A wide range of powerful "machine learning" algorithms have been developed by computer scientists and statisticians, in an attempt to automate the analysis of data, especially large datasets.

Machine learning has emerged from the world of engineering, where costly decisions have to be made: here, accuracy of prediction is at a premium, and academic understanding of the system is of secondary importance.

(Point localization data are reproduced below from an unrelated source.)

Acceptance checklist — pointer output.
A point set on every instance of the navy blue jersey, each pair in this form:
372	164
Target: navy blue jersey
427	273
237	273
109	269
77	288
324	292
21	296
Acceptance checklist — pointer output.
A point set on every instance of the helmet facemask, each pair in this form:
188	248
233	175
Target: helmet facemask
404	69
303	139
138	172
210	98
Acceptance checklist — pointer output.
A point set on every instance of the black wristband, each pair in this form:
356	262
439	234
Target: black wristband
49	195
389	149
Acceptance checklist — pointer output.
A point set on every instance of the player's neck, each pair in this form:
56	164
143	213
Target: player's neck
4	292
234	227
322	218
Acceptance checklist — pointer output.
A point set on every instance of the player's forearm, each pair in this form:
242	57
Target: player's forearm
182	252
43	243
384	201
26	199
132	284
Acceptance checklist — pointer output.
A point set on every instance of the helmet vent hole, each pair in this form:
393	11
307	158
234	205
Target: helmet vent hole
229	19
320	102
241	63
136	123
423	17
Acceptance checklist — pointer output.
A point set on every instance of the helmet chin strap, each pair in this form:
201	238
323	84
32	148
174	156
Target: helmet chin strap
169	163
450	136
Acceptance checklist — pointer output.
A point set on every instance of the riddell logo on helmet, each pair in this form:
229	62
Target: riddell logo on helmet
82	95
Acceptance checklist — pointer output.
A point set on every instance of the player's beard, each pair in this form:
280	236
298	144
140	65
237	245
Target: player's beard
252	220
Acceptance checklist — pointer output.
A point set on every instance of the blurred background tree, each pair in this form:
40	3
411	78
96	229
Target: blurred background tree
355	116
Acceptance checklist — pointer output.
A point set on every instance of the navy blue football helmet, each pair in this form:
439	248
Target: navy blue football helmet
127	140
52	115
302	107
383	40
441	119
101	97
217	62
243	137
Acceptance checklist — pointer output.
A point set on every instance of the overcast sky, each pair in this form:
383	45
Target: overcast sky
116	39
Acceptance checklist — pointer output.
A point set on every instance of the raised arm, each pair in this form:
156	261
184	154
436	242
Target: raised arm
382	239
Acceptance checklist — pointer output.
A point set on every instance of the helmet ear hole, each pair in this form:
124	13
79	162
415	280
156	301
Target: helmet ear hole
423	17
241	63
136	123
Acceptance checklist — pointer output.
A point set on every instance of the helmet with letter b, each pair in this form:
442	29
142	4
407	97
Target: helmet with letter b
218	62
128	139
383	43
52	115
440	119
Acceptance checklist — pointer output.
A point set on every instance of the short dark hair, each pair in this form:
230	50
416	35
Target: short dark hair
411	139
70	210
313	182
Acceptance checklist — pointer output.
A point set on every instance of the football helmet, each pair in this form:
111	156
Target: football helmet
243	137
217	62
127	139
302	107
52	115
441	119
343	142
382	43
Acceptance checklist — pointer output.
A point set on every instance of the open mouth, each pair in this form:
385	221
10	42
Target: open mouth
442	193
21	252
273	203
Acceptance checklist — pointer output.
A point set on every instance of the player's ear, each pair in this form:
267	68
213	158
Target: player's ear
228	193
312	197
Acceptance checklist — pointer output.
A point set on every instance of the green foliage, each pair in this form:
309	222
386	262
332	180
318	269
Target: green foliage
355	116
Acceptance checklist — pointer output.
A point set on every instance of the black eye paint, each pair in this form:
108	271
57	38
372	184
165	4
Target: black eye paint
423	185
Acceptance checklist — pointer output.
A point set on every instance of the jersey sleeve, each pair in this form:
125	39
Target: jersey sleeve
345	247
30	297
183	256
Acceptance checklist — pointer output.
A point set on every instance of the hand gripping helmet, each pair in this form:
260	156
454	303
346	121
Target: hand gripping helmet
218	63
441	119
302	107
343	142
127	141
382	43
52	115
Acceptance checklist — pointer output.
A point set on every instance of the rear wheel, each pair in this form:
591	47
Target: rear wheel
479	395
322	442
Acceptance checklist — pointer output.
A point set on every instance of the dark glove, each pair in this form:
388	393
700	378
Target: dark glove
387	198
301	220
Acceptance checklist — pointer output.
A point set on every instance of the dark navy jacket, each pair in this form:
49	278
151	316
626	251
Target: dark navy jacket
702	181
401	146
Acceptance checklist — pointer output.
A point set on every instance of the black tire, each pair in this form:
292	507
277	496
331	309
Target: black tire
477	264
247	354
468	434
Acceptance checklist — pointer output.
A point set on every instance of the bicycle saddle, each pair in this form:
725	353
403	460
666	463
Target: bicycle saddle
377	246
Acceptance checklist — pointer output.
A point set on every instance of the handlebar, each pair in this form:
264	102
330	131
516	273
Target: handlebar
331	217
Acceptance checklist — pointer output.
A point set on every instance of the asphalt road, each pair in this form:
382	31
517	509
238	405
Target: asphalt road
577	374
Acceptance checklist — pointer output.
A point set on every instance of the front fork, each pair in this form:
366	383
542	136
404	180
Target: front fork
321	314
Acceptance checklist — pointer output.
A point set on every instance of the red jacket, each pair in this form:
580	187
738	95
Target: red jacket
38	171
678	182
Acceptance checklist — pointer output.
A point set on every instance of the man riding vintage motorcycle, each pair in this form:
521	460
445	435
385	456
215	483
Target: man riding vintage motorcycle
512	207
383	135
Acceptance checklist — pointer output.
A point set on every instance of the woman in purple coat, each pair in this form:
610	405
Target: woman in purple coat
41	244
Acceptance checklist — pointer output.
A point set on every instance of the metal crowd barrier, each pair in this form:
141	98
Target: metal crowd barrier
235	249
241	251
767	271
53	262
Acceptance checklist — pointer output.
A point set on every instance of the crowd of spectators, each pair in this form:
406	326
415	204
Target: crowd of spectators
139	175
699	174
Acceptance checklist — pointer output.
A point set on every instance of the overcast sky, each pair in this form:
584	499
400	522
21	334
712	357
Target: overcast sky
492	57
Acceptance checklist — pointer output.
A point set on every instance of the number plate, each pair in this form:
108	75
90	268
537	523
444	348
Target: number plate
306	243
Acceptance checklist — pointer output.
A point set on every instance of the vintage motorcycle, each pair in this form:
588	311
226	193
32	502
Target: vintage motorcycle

When will machine learning be most useful?
- When you suspect the data can provide more information about the uncertainties than you can via your physical assumptions;
- When the size and/or complexity of the data means that simple physical models for it are unlikely to yield meaningful results;
- When you want to go one further in your initial data exploration and visualization (we didn't get into unsupervised machine learning here, but exploration is a good way of thinking about this class of methods).
- When you need to make reliable predictions (think: photo-z's) or decisions (think: quasar target selection) based on large and or complex data. Much of industrial data science is occupied with this activity.

When might more thought be required, in an astrophysical context?
- When you bring significant prior physical knowledge to the problem. Can you adapt a machine learning algorithm to accommodate your prior knowledge?
- When the uncertainty on an inference (or prediction) is as important as the parameter value itself. Can you unpack the hidden assumptions in a machine learning algorithm, and then make sure the uncertainties correctly propagate the information you have?

Machine learning in astronomy is a growing field: there are some very interesting opportunities here!